So too will smartphones. Generation Y will tell their kids, “I remember when we had to type our text messages with our thumbs, or ask Alexa to add vegan meat to the shopping list. We never had Google Think® in my day”, or “I remember when we had to go to college to study for years, we had to sit down and read books to learn things. We never had Amazon HiveMind® in my day”. Meanwhile their kids seamlessly communicate via Apple iThought®, video chat via Skype Hologram®, and instantaneously download entire textbooks and literature via an ultra-fast 100Gb/s subscription to Amazon’s entire library for only $19.99 per month.

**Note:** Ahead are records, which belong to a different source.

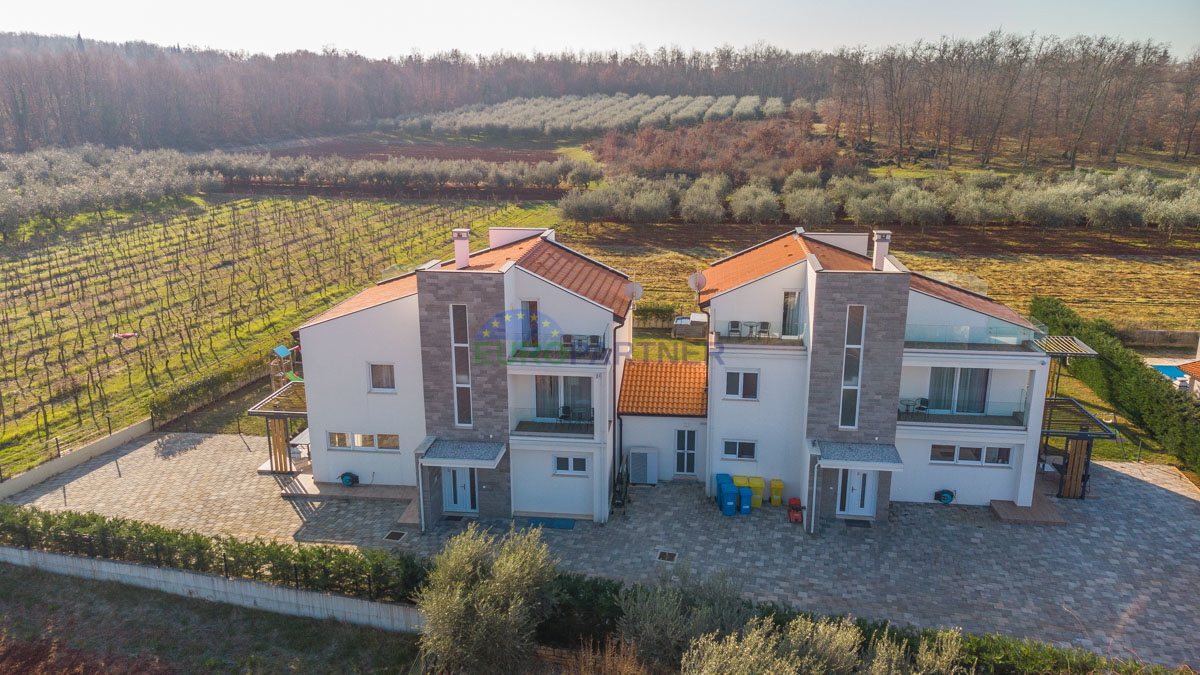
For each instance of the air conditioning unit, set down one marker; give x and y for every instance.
(643, 466)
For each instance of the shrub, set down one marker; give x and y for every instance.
(1115, 210)
(809, 207)
(870, 210)
(484, 598)
(802, 180)
(976, 208)
(913, 205)
(755, 203)
(701, 204)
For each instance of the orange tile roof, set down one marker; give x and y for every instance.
(550, 260)
(383, 292)
(664, 388)
(774, 255)
(965, 298)
(1192, 369)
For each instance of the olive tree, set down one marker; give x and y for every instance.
(483, 601)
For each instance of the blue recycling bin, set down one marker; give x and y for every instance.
(744, 496)
(729, 501)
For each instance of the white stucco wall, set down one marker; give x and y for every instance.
(760, 300)
(775, 422)
(976, 485)
(537, 489)
(336, 366)
(659, 432)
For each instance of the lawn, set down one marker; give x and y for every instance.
(175, 634)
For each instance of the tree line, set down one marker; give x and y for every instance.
(1125, 199)
(1050, 95)
(47, 186)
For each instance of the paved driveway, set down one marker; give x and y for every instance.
(1122, 578)
(208, 483)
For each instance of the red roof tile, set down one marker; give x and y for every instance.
(965, 298)
(664, 388)
(383, 292)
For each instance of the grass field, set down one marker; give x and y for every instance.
(215, 280)
(159, 632)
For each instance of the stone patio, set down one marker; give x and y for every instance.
(1121, 578)
(209, 483)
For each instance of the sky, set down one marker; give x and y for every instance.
(475, 27)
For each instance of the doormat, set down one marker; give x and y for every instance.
(552, 523)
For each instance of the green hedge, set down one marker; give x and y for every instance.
(1127, 383)
(372, 574)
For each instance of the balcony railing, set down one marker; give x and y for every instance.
(995, 335)
(995, 413)
(568, 420)
(569, 348)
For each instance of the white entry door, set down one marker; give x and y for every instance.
(459, 489)
(857, 491)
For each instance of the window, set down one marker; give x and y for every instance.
(383, 377)
(461, 357)
(791, 323)
(685, 451)
(852, 365)
(941, 453)
(999, 457)
(971, 454)
(739, 449)
(960, 390)
(741, 384)
(574, 466)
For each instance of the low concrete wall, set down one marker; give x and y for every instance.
(1186, 339)
(58, 465)
(241, 592)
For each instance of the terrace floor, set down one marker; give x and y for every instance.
(1122, 577)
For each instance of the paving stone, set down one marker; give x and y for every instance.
(1121, 578)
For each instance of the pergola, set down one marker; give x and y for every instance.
(285, 404)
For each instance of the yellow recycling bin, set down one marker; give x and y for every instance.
(756, 490)
(777, 491)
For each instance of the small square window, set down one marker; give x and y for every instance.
(941, 453)
(383, 377)
(969, 454)
(999, 455)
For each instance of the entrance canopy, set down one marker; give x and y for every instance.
(474, 454)
(863, 457)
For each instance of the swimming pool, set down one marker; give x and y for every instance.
(1170, 371)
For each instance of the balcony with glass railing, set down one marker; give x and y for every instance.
(994, 336)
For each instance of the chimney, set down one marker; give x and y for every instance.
(461, 248)
(882, 240)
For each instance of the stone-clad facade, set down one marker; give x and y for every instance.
(886, 297)
(483, 292)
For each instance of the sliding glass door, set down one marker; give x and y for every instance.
(960, 390)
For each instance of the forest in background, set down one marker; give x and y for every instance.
(1048, 95)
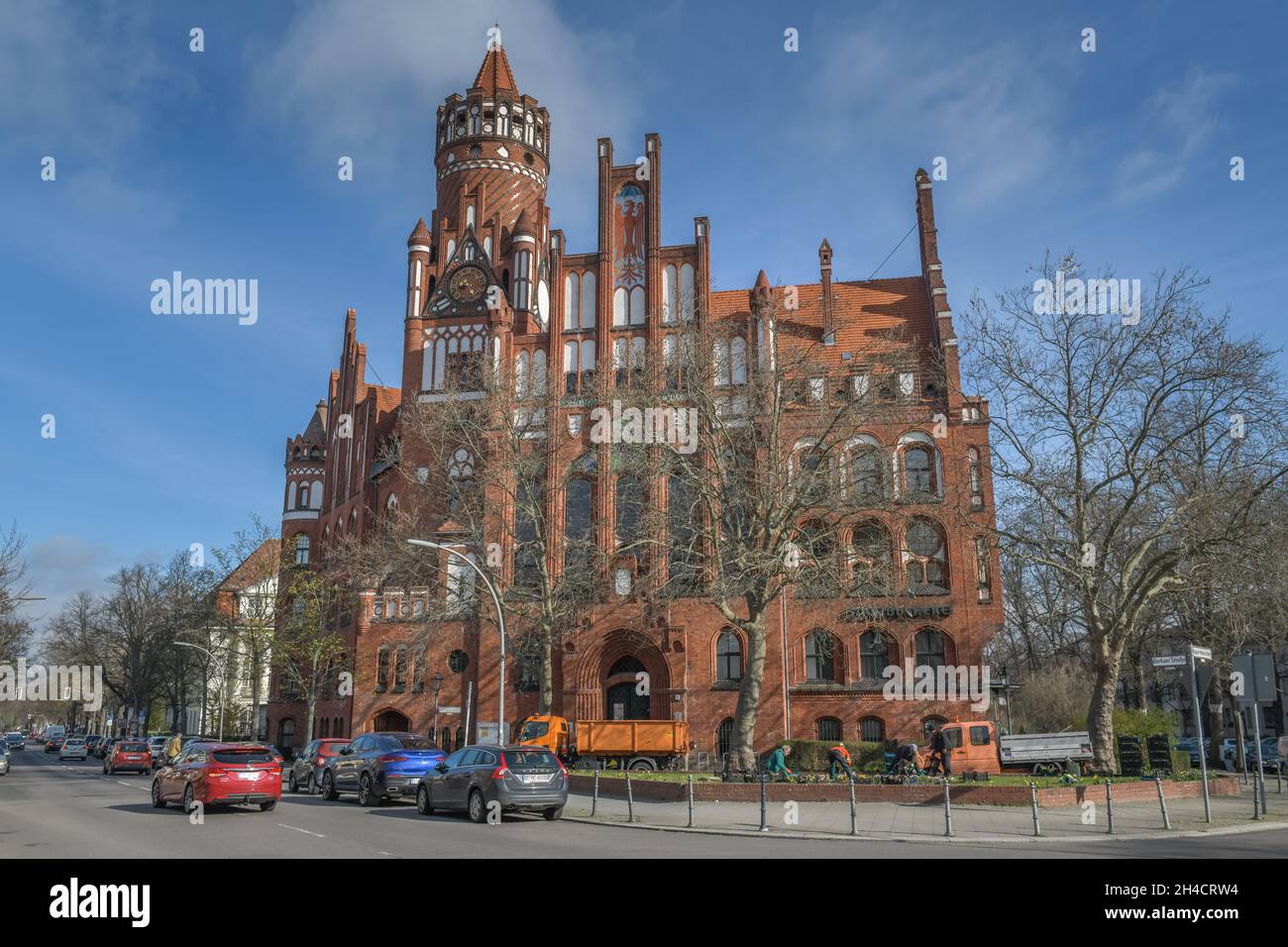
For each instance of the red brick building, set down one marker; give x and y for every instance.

Fake news will become a thing of the past, as every news article you download is instantly verified against thousands of peer-reviewed sources – reviewed both by humans and by sophisticated AI technology. You will never forget anything ever again, as any memory you choose to remember will be uploaded to the cloud, ready to be accessed and relived at will. Alternatively, should you choose, you can delete a traumatic or stressful memory, like it never happened. Without delving too far into the realm of science fiction, the possibilities are Limitless®. Anything is possible, so long as we can dream it – or Google DeepDream® it. 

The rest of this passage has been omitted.